MeditatingwiththeMagnifiCat

Clients and students often ask me about creating and sustaining a meditative practice when their children are demanding their time, energy and attention.

I recommend making them a part of their practice (being fully present with whatever’s going on). Sometimes, I tell them about how I use Rainbow MagnifiCat’s interruptions during the day to enhance my mindfulness practice. As she looks expectantly for attention, I make my lap available for her, pausing work or whatever (unless I’m with a telephone or online client, obviously) and relax into the Rainbow Appreciation Time, hearing her purr, feeling her fur (and claws and weight) and generally feeling pleasantly present and grounded.

This morning, I realised that this is not (of course) the full story. Most days, I let her out while I do my morning meditation and a little yoga.
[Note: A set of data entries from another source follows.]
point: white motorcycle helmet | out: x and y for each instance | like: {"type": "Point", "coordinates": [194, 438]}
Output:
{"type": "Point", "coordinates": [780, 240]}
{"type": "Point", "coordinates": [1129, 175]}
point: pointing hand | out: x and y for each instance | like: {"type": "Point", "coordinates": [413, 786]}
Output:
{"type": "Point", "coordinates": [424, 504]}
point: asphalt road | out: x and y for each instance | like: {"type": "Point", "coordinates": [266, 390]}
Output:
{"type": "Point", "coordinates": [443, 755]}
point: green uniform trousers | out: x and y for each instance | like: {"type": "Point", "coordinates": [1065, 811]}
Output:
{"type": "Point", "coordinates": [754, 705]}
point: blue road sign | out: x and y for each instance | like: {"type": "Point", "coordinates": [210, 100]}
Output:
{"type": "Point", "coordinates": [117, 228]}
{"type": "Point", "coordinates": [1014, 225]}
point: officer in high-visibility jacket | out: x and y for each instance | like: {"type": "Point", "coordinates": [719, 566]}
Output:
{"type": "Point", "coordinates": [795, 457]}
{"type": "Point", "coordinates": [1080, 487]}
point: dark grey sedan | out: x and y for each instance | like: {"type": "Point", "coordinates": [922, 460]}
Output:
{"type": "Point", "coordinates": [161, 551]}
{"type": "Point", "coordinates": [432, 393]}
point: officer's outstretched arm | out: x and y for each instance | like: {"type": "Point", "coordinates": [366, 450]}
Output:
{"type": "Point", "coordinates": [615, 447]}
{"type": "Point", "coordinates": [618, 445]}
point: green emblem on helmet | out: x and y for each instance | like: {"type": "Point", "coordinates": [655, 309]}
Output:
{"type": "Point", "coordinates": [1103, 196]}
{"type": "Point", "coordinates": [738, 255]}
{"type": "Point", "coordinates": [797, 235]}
My eyes frequently open and glance towards the door, checking in case she wants to come in.

This morning, with a lot of pent up energy from her snow avoiding time indoors yesterday, she didn’t want to go out while I meditated. I told her (and her angel) that I’d be meditating and focusing on my experience yet still noticed myself getting very distracted. Lots of opportunities this morning for noticing this (with as much self-compassion and curiosity as I could muster) and gently bringing my mind back to the meditation.

And Rainbow’s a cat. Babies and children (and puppies and goats etc) are far more demanding.

What can you do to make them part of your practice in a way that’s practical for them and you?

As with everything, some days, it’s much easier to be present than others. Many mornings, Rainbow’s so peaceful and quiet on the bed, I do my meditation next to her there before I even brush my teeth.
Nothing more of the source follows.